I've struggled off and on with depression for most of what I can remember of my life. There have been times when I needed to seek out help, and then times where I would loose myself so much that God would have to pick me up and out Himself because no one else was able to do the job. I am not sure why depression has been something I've always struggled with; but it is my thorn and whatever the reason, it is something God has had to work me through over and over again. This past season has been no exception.
In the time we lived in Maine, God took me through a pretty serious process of identifying and admitting to myself the source of a lot of pain I've buried and left untouched through my childhood and adolescence. Not only has He brought out of me some painful memories and emotions, but He also has shown me the danger of allowing myself to burry everything from myself and the world, and how that has affected my perception of Him and of myself. I've learned that I believe and have believed a lot of false truths of myself and of who God is.
The more I think back to our time in Maine, the more I am seeing it as a time where God isolated us from everything familiar and began challenging us and testing us in ways we couldn't have been while home in New York with our friends and family. He took us out of our comfort zone and placed us in a situation where we were forced to depend on Him entirely to help us work through some issues and strengthen us again. Maine was a good thing. God used it, and when we felt like we couldn't handle it anymore, He provided opportunity to go home and bring us back into communion with the people we so dearly love.
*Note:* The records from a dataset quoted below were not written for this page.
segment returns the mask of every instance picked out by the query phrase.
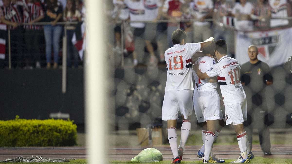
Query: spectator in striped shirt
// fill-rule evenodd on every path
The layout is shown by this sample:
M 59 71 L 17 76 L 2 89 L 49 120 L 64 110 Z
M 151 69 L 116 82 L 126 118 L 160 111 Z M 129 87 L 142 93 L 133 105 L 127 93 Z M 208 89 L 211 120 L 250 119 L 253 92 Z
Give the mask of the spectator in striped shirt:
M 232 43 L 234 42 L 234 36 L 233 29 L 230 27 L 232 26 L 232 18 L 228 15 L 234 4 L 233 0 L 217 0 L 213 10 L 214 38 L 216 40 L 223 39 L 230 43 L 227 47 L 227 54 L 230 57 L 234 54 L 234 44 Z
M 251 18 L 253 20 L 254 29 L 268 28 L 270 26 L 271 13 L 267 0 L 258 0 L 251 11 Z
M 10 26 L 12 66 L 21 67 L 23 54 L 23 29 L 18 26 L 22 22 L 22 18 L 19 8 L 11 0 L 4 0 L 3 6 L 1 7 L 1 20 L 2 23 Z M 7 37 L 6 38 L 8 38 Z M 6 42 L 8 43 L 8 41 Z
M 57 25 L 57 23 L 62 18 L 63 9 L 58 0 L 48 0 L 46 4 L 45 14 L 44 21 L 51 22 L 51 24 L 44 26 L 44 31 L 46 40 L 46 57 L 47 68 L 51 67 L 52 46 L 54 49 L 54 66 L 55 69 L 58 67 L 60 37 L 62 34 L 62 27 Z
M 25 55 L 26 67 L 32 68 L 31 63 L 29 63 L 29 60 L 32 60 L 33 59 L 36 61 L 36 67 L 40 68 L 39 41 L 42 34 L 42 28 L 41 26 L 33 25 L 32 24 L 39 21 L 44 18 L 44 11 L 40 3 L 36 0 L 28 0 L 26 6 L 27 8 L 24 9 L 23 17 L 24 22 L 28 23 L 29 25 L 25 25 L 24 27 L 25 29 L 25 40 L 27 51 Z
M 66 7 L 64 11 L 63 19 L 67 22 L 80 21 L 81 20 L 81 14 L 76 8 L 76 4 L 74 0 L 67 0 Z M 67 64 L 68 67 L 72 67 L 72 59 L 73 60 L 74 67 L 78 67 L 78 53 L 76 47 L 72 43 L 72 37 L 75 32 L 74 25 L 66 27 L 67 34 Z M 73 58 L 73 59 L 72 59 Z

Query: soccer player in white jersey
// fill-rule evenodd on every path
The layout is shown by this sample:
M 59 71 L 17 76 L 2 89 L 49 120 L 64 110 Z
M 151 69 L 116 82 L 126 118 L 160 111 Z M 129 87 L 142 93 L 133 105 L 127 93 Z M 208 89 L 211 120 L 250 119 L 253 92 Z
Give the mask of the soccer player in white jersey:
M 240 81 L 240 66 L 235 59 L 226 55 L 227 46 L 224 40 L 215 42 L 214 51 L 218 60 L 217 64 L 204 73 L 197 65 L 195 64 L 194 68 L 201 80 L 218 76 L 225 107 L 226 124 L 233 125 L 241 152 L 240 156 L 231 163 L 248 163 L 252 153 L 243 124 L 247 114 L 245 93 Z
M 164 53 L 167 64 L 167 77 L 162 104 L 162 119 L 167 121 L 168 141 L 173 154 L 173 163 L 180 163 L 181 160 L 179 156 L 176 132 L 179 110 L 183 120 L 179 146 L 183 152 L 191 129 L 189 116 L 193 110 L 193 55 L 201 48 L 207 47 L 214 41 L 214 38 L 211 37 L 202 42 L 186 43 L 187 36 L 187 33 L 180 29 L 175 31 L 172 36 L 173 46 Z
M 209 49 L 213 50 L 213 48 Z M 203 72 L 209 70 L 216 64 L 215 59 L 210 54 L 213 53 L 208 53 L 206 56 L 199 58 L 196 62 L 199 66 L 199 70 Z M 193 71 L 198 90 L 197 92 L 194 91 L 194 109 L 198 122 L 201 122 L 203 124 L 202 137 L 204 144 L 198 151 L 197 155 L 203 158 L 203 163 L 225 162 L 225 160 L 216 157 L 212 153 L 214 142 L 224 125 L 220 108 L 220 97 L 216 90 L 217 80 L 214 78 L 201 80 L 194 71 Z M 195 95 L 196 98 L 194 97 Z M 194 105 L 196 104 L 197 105 Z

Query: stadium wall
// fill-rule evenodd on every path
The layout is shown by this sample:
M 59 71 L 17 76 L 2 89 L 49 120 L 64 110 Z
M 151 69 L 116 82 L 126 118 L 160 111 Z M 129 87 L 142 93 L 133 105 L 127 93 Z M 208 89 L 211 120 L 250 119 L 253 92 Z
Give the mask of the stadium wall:
M 46 119 L 60 111 L 69 114 L 75 123 L 84 123 L 83 69 L 67 69 L 64 95 L 61 69 L 1 69 L 0 77 L 0 120 L 13 119 L 17 115 Z

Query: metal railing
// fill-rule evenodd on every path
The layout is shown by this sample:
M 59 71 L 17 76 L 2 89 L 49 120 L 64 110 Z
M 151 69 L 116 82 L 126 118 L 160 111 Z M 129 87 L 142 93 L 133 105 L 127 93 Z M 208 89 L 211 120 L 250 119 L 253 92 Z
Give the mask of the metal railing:
M 271 19 L 287 19 L 288 20 L 292 20 L 292 17 L 275 17 L 273 18 L 270 18 Z M 214 20 L 214 19 L 213 18 L 206 18 L 204 20 L 204 22 L 213 22 Z M 121 49 L 122 50 L 122 52 L 124 49 L 124 34 L 123 32 L 124 30 L 124 25 L 123 22 L 128 22 L 129 23 L 131 22 L 143 22 L 143 23 L 177 23 L 177 27 L 178 29 L 179 29 L 180 27 L 180 23 L 182 22 L 195 22 L 200 21 L 199 19 L 176 19 L 175 21 L 174 20 L 157 20 L 155 21 L 152 20 L 127 20 L 127 21 L 122 21 L 122 20 L 118 20 L 116 21 L 116 23 L 118 24 L 121 24 Z M 231 28 L 234 29 L 235 29 L 234 28 L 232 28 L 231 27 L 229 27 L 229 28 Z M 124 54 L 123 53 L 122 53 L 121 55 L 121 65 L 122 67 L 124 67 Z
M 62 57 L 62 93 L 66 93 L 66 83 L 67 83 L 67 33 L 66 32 L 67 26 L 68 25 L 77 25 L 78 22 L 57 22 L 56 25 L 64 25 L 65 35 L 63 37 Z M 22 23 L 18 24 L 19 25 L 51 25 L 51 22 L 36 22 L 31 24 L 28 23 Z M 10 27 L 8 26 L 8 56 L 9 69 L 11 69 L 11 32 Z

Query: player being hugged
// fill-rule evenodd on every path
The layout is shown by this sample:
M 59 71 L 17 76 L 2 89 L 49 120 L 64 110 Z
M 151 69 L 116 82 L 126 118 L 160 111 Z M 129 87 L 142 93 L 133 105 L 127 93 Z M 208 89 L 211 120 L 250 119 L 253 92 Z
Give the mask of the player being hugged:
M 192 76 L 193 55 L 201 48 L 206 47 L 214 41 L 214 38 L 211 37 L 202 42 L 186 43 L 187 36 L 187 33 L 180 29 L 174 31 L 172 36 L 173 46 L 164 53 L 167 78 L 162 105 L 162 119 L 167 121 L 168 141 L 173 154 L 173 163 L 180 163 L 190 131 L 189 116 L 192 113 L 194 90 Z M 182 115 L 183 121 L 178 149 L 176 127 L 179 110 Z
M 237 135 L 237 141 L 241 152 L 241 156 L 231 163 L 249 162 L 249 157 L 252 153 L 243 126 L 247 114 L 245 93 L 240 81 L 240 66 L 235 59 L 226 55 L 227 46 L 225 41 L 220 39 L 216 41 L 214 51 L 218 60 L 217 64 L 204 73 L 199 69 L 197 65 L 194 65 L 194 69 L 201 80 L 218 76 L 225 107 L 226 124 L 233 125 Z
M 205 51 L 206 56 L 195 62 L 198 65 L 199 70 L 203 72 L 210 70 L 216 63 L 215 57 L 211 55 L 214 54 L 212 52 L 213 48 L 210 47 Z M 198 51 L 197 53 L 204 53 Z M 217 80 L 214 78 L 201 80 L 195 72 L 193 71 L 197 88 L 194 92 L 194 109 L 198 122 L 202 123 L 203 125 L 202 137 L 204 144 L 197 155 L 203 158 L 203 163 L 223 163 L 225 160 L 217 158 L 212 153 L 214 142 L 224 126 L 220 97 L 216 90 Z

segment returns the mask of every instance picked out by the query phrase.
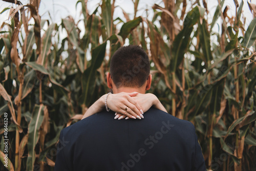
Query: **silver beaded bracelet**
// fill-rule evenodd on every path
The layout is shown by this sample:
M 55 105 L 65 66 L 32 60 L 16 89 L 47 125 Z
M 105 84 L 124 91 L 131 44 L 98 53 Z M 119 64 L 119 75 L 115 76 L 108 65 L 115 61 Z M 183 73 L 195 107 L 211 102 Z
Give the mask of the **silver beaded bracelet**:
M 112 93 L 108 93 L 108 95 L 106 95 L 106 98 L 105 99 L 105 106 L 106 107 L 106 110 L 108 112 L 110 111 L 110 109 L 109 108 L 108 108 L 108 104 L 106 104 L 106 99 L 108 99 L 108 97 L 109 96 L 109 95 L 110 94 L 112 94 Z

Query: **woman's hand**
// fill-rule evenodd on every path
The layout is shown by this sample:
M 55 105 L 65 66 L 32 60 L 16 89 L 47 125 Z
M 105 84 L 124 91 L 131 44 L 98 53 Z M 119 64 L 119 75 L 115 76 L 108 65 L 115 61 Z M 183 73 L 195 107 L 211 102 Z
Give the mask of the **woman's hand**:
M 132 98 L 135 100 L 135 102 L 138 103 L 139 106 L 141 107 L 142 111 L 144 111 L 144 112 L 147 111 L 152 106 L 156 109 L 167 112 L 165 108 L 164 108 L 161 103 L 159 100 L 158 100 L 157 97 L 153 94 L 138 93 L 136 96 L 133 96 Z M 124 118 L 125 118 L 125 119 L 128 119 L 131 117 L 126 115 L 116 113 L 115 119 L 118 118 L 118 119 L 121 119 Z M 143 118 L 144 117 L 142 118 Z
M 138 94 L 137 92 L 121 92 L 110 94 L 107 99 L 108 106 L 112 111 L 116 112 L 116 114 L 118 113 L 131 118 L 141 119 L 141 118 L 143 118 L 142 115 L 143 113 L 143 110 L 137 101 L 132 98 Z M 126 109 L 127 107 L 128 108 Z M 122 117 L 118 115 L 115 119 L 121 119 Z

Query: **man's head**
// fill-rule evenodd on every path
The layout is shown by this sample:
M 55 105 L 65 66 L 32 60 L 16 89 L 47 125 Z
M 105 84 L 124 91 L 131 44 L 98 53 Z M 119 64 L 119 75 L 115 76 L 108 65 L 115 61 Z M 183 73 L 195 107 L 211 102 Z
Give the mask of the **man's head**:
M 141 47 L 136 45 L 122 47 L 111 58 L 108 86 L 114 93 L 132 90 L 144 93 L 150 89 L 152 76 L 150 72 L 148 56 Z

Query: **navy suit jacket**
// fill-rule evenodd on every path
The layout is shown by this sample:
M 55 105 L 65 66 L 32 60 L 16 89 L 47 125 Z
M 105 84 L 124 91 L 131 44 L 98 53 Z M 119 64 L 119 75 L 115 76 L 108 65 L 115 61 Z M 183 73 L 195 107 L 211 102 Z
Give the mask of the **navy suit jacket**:
M 195 127 L 151 108 L 141 120 L 97 113 L 63 129 L 54 170 L 206 170 Z

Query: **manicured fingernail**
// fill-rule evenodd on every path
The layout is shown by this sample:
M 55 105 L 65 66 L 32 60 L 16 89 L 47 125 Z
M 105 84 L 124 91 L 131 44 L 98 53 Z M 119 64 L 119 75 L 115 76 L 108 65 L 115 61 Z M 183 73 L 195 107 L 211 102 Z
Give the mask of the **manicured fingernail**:
M 118 118 L 118 120 L 120 120 L 121 119 L 122 119 L 123 118 L 123 116 L 121 116 L 120 117 L 119 117 L 119 118 Z

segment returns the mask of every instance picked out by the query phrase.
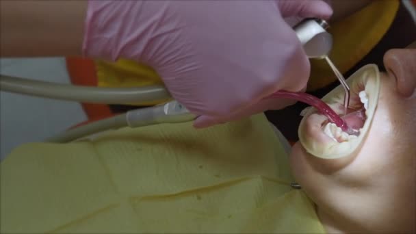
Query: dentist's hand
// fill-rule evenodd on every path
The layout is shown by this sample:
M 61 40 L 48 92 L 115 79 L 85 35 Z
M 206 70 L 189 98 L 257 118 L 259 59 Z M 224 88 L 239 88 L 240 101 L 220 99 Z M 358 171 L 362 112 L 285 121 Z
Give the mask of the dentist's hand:
M 90 1 L 84 53 L 152 66 L 173 97 L 200 116 L 198 127 L 235 120 L 305 88 L 310 67 L 285 17 L 328 18 L 320 0 Z

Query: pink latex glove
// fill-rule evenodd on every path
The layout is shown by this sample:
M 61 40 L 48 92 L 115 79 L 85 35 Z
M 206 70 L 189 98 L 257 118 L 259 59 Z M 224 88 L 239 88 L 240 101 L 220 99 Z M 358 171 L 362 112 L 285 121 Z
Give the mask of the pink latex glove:
M 320 0 L 90 1 L 83 53 L 151 66 L 204 127 L 293 104 L 261 100 L 309 76 L 284 18 L 331 14 Z

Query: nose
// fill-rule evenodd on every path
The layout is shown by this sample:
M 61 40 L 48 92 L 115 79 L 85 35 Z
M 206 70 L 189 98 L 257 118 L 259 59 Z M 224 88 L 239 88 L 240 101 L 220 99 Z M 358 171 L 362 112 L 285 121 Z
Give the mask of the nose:
M 383 60 L 387 72 L 395 78 L 398 92 L 411 96 L 416 88 L 416 49 L 389 50 Z

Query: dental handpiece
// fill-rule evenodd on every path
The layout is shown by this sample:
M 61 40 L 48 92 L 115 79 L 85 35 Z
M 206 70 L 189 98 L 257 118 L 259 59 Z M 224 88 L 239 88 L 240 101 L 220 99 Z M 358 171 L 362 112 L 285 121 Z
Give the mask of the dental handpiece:
M 324 59 L 342 85 L 345 92 L 344 114 L 346 114 L 350 105 L 350 89 L 342 73 L 338 70 L 328 56 L 333 46 L 332 36 L 326 31 L 329 25 L 324 20 L 307 18 L 296 25 L 294 29 L 307 55 L 309 58 Z

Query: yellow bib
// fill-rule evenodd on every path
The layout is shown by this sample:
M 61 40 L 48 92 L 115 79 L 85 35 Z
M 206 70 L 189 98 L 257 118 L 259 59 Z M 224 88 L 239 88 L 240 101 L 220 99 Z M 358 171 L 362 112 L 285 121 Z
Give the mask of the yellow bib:
M 1 233 L 324 232 L 263 115 L 28 144 L 0 166 Z

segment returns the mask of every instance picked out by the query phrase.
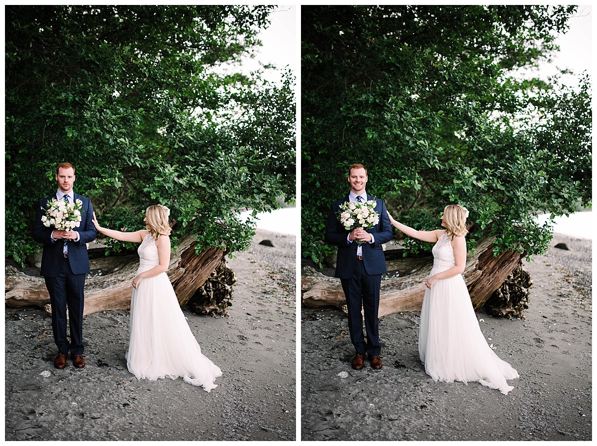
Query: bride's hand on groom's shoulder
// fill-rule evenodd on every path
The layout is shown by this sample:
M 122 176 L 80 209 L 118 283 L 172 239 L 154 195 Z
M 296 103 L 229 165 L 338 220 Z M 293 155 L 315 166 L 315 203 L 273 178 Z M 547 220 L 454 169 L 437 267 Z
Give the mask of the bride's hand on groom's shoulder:
M 91 220 L 93 223 L 93 225 L 96 227 L 96 229 L 98 231 L 100 230 L 100 224 L 97 222 L 97 218 L 96 216 L 96 211 L 93 211 L 93 219 Z

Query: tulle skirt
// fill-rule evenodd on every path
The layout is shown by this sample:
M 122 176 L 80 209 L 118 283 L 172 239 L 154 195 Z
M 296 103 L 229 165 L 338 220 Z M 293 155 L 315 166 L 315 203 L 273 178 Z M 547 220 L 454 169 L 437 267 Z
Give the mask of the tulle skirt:
M 430 277 L 441 271 L 434 268 Z M 435 381 L 477 381 L 507 395 L 514 388 L 506 380 L 518 377 L 488 345 L 460 274 L 439 280 L 426 290 L 418 351 L 425 371 Z
M 143 271 L 140 267 L 137 274 Z M 133 289 L 127 365 L 138 379 L 182 377 L 208 392 L 221 376 L 220 368 L 201 353 L 165 272 L 144 278 Z

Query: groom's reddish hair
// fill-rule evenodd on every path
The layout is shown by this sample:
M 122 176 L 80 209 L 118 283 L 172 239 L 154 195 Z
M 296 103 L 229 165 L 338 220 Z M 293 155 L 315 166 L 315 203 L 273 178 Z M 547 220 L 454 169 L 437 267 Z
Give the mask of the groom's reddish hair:
M 353 164 L 352 166 L 350 166 L 350 167 L 349 167 L 348 168 L 348 176 L 350 176 L 350 172 L 352 172 L 352 169 L 365 169 L 365 175 L 367 174 L 367 168 L 366 167 L 365 167 L 363 165 L 362 165 L 362 164 Z
M 56 168 L 56 175 L 60 173 L 61 169 L 72 169 L 73 174 L 75 173 L 75 166 L 70 164 L 70 163 L 60 163 L 58 165 L 58 166 Z

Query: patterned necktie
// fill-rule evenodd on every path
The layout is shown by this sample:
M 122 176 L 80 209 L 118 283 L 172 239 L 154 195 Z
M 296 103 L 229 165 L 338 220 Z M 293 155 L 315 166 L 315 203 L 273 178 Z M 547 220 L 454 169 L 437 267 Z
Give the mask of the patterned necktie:
M 64 200 L 67 203 L 68 203 L 69 202 L 69 196 L 67 196 L 67 195 L 63 196 L 62 197 L 62 199 Z M 64 249 L 62 250 L 62 252 L 64 252 L 65 254 L 66 254 L 69 252 L 68 246 L 66 244 L 66 243 L 67 243 L 67 240 L 65 239 L 64 239 Z

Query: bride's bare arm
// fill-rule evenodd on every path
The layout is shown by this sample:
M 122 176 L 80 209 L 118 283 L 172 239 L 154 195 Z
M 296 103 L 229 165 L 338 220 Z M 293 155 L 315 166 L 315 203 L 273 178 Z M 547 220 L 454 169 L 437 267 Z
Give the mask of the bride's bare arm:
M 417 231 L 410 226 L 403 225 L 402 223 L 396 221 L 392 218 L 389 212 L 387 212 L 387 216 L 390 218 L 390 222 L 392 224 L 392 225 L 397 230 L 410 237 L 418 239 L 423 241 L 437 241 L 442 234 L 444 233 L 444 231 L 441 229 L 436 229 L 435 231 Z
M 97 230 L 98 232 L 100 232 L 104 236 L 107 236 L 111 239 L 120 240 L 121 241 L 130 241 L 134 243 L 140 243 L 143 241 L 143 237 L 147 234 L 147 230 L 143 229 L 140 230 L 139 231 L 136 231 L 134 233 L 125 233 L 122 231 L 115 231 L 113 229 L 102 228 L 100 226 L 100 224 L 97 222 L 97 219 L 96 218 L 95 212 L 93 213 L 93 219 L 91 221 L 93 222 L 93 224 L 96 227 L 96 229 Z

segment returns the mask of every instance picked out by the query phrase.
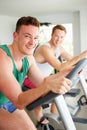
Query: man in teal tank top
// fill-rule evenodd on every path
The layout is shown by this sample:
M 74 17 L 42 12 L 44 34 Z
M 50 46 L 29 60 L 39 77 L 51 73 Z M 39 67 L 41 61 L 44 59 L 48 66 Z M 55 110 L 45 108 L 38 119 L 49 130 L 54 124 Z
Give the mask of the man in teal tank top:
M 39 38 L 39 21 L 31 16 L 21 17 L 10 45 L 0 46 L 0 130 L 36 130 L 24 108 L 45 93 L 64 94 L 71 86 L 66 75 L 72 69 L 44 77 L 33 57 Z M 84 52 L 83 57 L 87 56 Z M 22 92 L 24 78 L 28 76 L 37 86 Z

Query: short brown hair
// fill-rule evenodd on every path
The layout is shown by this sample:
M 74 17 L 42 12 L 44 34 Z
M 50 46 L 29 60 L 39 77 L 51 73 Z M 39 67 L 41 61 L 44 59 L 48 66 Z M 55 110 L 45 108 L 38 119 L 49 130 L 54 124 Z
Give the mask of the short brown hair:
M 56 25 L 52 29 L 52 34 L 55 32 L 56 29 L 62 30 L 66 33 L 66 28 L 63 25 Z
M 20 19 L 18 19 L 16 23 L 15 31 L 18 32 L 22 25 L 33 25 L 33 26 L 39 27 L 40 22 L 35 17 L 31 17 L 31 16 L 21 17 Z

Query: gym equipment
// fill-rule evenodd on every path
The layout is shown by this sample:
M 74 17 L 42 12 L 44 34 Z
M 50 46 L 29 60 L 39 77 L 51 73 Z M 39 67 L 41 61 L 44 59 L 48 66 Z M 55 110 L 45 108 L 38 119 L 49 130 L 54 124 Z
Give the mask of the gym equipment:
M 71 71 L 70 74 L 68 74 L 67 78 L 69 78 L 72 81 L 72 86 L 73 86 L 74 82 L 77 80 L 77 78 L 79 78 L 78 73 L 86 65 L 87 65 L 87 59 L 83 59 L 83 60 L 79 61 L 76 64 L 76 67 L 73 69 L 73 71 Z M 80 76 L 80 80 L 81 80 L 81 83 L 85 82 L 83 80 L 83 77 L 81 77 L 81 76 Z M 84 83 L 84 84 L 86 85 L 86 83 Z M 85 89 L 84 89 L 84 91 L 85 91 Z M 54 115 L 50 116 L 50 115 L 46 114 L 46 116 L 48 117 L 49 123 L 52 126 L 54 124 L 54 126 L 53 126 L 54 130 L 76 130 L 75 123 L 73 122 L 73 120 L 75 121 L 76 118 L 71 117 L 71 114 L 68 110 L 68 107 L 66 105 L 66 102 L 65 102 L 63 95 L 59 95 L 59 94 L 49 92 L 44 97 L 41 97 L 41 98 L 37 99 L 36 101 L 34 101 L 33 103 L 29 104 L 27 106 L 27 109 L 32 110 L 32 109 L 36 108 L 37 106 L 45 104 L 49 101 L 55 102 L 56 107 L 57 107 L 58 112 L 59 112 L 59 115 L 60 115 L 59 117 L 58 116 L 54 117 Z M 48 130 L 50 130 L 50 129 L 48 128 Z

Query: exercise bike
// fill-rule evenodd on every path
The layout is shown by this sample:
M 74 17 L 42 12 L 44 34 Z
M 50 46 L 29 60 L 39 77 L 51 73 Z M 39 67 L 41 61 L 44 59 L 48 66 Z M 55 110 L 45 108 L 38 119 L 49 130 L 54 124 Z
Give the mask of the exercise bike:
M 73 69 L 73 71 L 68 74 L 67 78 L 69 78 L 72 83 L 74 84 L 76 78 L 78 78 L 78 73 L 87 65 L 87 59 L 83 59 L 80 62 L 76 64 L 76 67 Z M 80 76 L 81 83 L 85 83 L 85 80 L 83 77 Z M 72 84 L 72 86 L 73 86 Z M 83 85 L 84 86 L 84 85 Z M 84 87 L 85 95 L 87 96 L 87 90 Z M 78 129 L 74 123 L 74 121 L 77 122 L 76 118 L 73 118 L 69 112 L 69 109 L 67 107 L 67 104 L 65 102 L 64 96 L 55 94 L 52 92 L 49 92 L 44 97 L 39 98 L 38 100 L 34 101 L 33 103 L 29 104 L 27 106 L 28 110 L 33 110 L 37 106 L 40 106 L 42 104 L 48 103 L 50 101 L 55 102 L 56 107 L 59 112 L 59 116 L 52 116 L 51 114 L 46 114 L 49 125 L 52 126 L 52 130 L 76 130 Z M 81 119 L 81 118 L 78 118 Z M 84 119 L 87 121 L 87 119 Z M 44 130 L 43 128 L 38 128 L 38 130 Z M 49 126 L 47 126 L 47 130 L 51 130 Z

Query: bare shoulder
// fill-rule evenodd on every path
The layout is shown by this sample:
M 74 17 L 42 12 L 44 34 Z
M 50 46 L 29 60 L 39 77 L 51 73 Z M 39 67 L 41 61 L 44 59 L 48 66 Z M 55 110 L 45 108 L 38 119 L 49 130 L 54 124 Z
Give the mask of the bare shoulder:
M 8 70 L 12 69 L 13 65 L 12 65 L 12 61 L 11 58 L 9 58 L 9 56 L 6 54 L 5 51 L 3 51 L 2 49 L 0 49 L 0 68 L 1 70 Z
M 30 55 L 30 56 L 28 56 L 27 58 L 28 58 L 28 61 L 29 61 L 30 65 L 35 64 L 35 63 L 36 63 L 35 58 L 34 58 L 34 56 L 33 56 L 33 55 Z

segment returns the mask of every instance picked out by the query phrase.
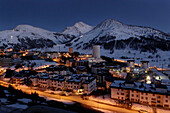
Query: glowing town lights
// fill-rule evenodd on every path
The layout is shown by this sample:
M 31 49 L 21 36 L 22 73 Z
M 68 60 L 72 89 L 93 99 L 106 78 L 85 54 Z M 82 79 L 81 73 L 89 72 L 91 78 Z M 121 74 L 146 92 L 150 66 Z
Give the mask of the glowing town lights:
M 156 76 L 155 79 L 156 79 L 156 80 L 159 80 L 160 78 L 159 78 L 159 76 Z
M 151 81 L 147 81 L 146 83 L 147 83 L 147 84 L 151 84 Z
M 146 80 L 148 80 L 148 81 L 151 80 L 151 77 L 150 77 L 150 76 L 147 76 L 147 77 L 146 77 Z
M 14 37 L 13 36 L 11 36 L 11 39 L 13 39 Z

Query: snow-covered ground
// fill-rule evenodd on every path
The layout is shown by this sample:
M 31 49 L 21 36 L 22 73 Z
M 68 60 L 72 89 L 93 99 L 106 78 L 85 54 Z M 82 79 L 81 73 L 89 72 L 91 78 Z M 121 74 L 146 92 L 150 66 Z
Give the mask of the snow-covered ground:
M 54 46 L 53 48 L 48 48 L 49 51 L 58 51 L 59 46 Z M 78 51 L 82 54 L 92 54 L 92 50 L 81 50 L 81 49 L 74 49 L 74 51 Z M 43 50 L 40 50 L 43 51 Z M 69 47 L 60 45 L 60 51 L 69 51 Z M 130 51 L 130 52 L 129 52 Z M 142 60 L 147 60 L 149 61 L 149 65 L 151 67 L 156 66 L 157 68 L 168 68 L 168 65 L 170 65 L 170 52 L 169 51 L 158 51 L 154 55 L 149 52 L 142 52 L 136 51 L 136 50 L 130 50 L 130 49 L 125 49 L 125 50 L 115 50 L 113 54 L 110 54 L 110 50 L 105 50 L 101 48 L 100 50 L 101 56 L 107 56 L 115 59 L 122 59 L 122 56 L 129 57 L 130 59 L 135 58 L 135 62 L 140 64 L 140 61 Z M 153 58 L 148 58 L 148 57 L 153 57 Z M 122 60 L 128 60 L 128 59 L 122 59 Z
M 62 91 L 52 91 L 52 90 L 46 90 L 44 92 L 47 92 L 47 93 L 54 93 L 54 94 L 61 94 Z
M 49 67 L 50 65 L 59 65 L 56 62 L 48 62 L 45 60 L 29 60 L 30 64 L 35 63 L 36 65 L 33 67 L 34 69 L 41 69 L 45 67 Z M 15 66 L 10 67 L 10 69 L 15 70 Z M 28 69 L 28 62 L 25 61 L 24 70 Z M 20 69 L 16 69 L 15 71 L 19 72 Z
M 20 102 L 23 102 L 23 103 L 29 103 L 29 102 L 32 102 L 32 100 L 31 99 L 28 99 L 28 98 L 22 98 L 22 99 L 18 99 L 18 101 L 20 101 Z
M 110 99 L 110 95 L 104 95 L 104 98 L 103 98 L 103 96 L 98 96 L 98 97 L 90 96 L 89 100 L 93 100 L 96 102 L 102 102 L 102 103 L 106 103 L 106 104 L 110 104 L 110 105 L 116 105 L 115 100 Z
M 51 97 L 44 97 L 47 100 L 55 100 L 55 101 L 59 101 L 62 102 L 64 104 L 74 104 L 75 102 L 70 101 L 70 100 L 63 100 L 63 99 L 56 99 L 56 98 L 51 98 Z
M 2 103 L 5 103 L 5 102 L 8 101 L 7 98 L 0 98 L 0 100 L 1 100 Z
M 22 105 L 22 104 L 18 104 L 18 103 L 6 105 L 6 106 L 7 107 L 13 107 L 13 108 L 19 108 L 19 109 L 26 109 L 26 108 L 28 108 L 27 105 Z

I feel like Spring is right around the corner; not just literally, but also spiritually. I've had to trust God to help me work through this depression and dormant state. Not only is He bringing me out of it, but I'm arising with healing, new growth and a greater picture of who God is and who I am in Him. I'm still struggling through some things, but I see hope on the horizon, waiting for me with renewed vigor. I'm seeking out help and allowing God to take me through the process to find wholeness in Him, regardless of my weaknesses and crippled spirit. Just like Spring I feel like I'm finally coming alive in Christ again, after far too long a season of sleep and despair.
I'm still struggling with seizures, but I hope that as God walks me through this process of healing that I will begin to see some relief from these episodes that continue to take a toll on my life and my family.
On another note, Charlotte continues to grow strong and defy the odds set against her from day one. We are so excited to see her personality blooming and to watch her grow continually! She is so bright and happy, and such an incredible blessing. It's hard to believe that just a year ago, the grief from loosing our first two babies blinded us from any hope of having a baby to hold, and now we can watch our little girl fall asleep in our arms. What an amazing feeling! It goes to show that even through seasons of pain and frustration we have had no lack for blessings and joy.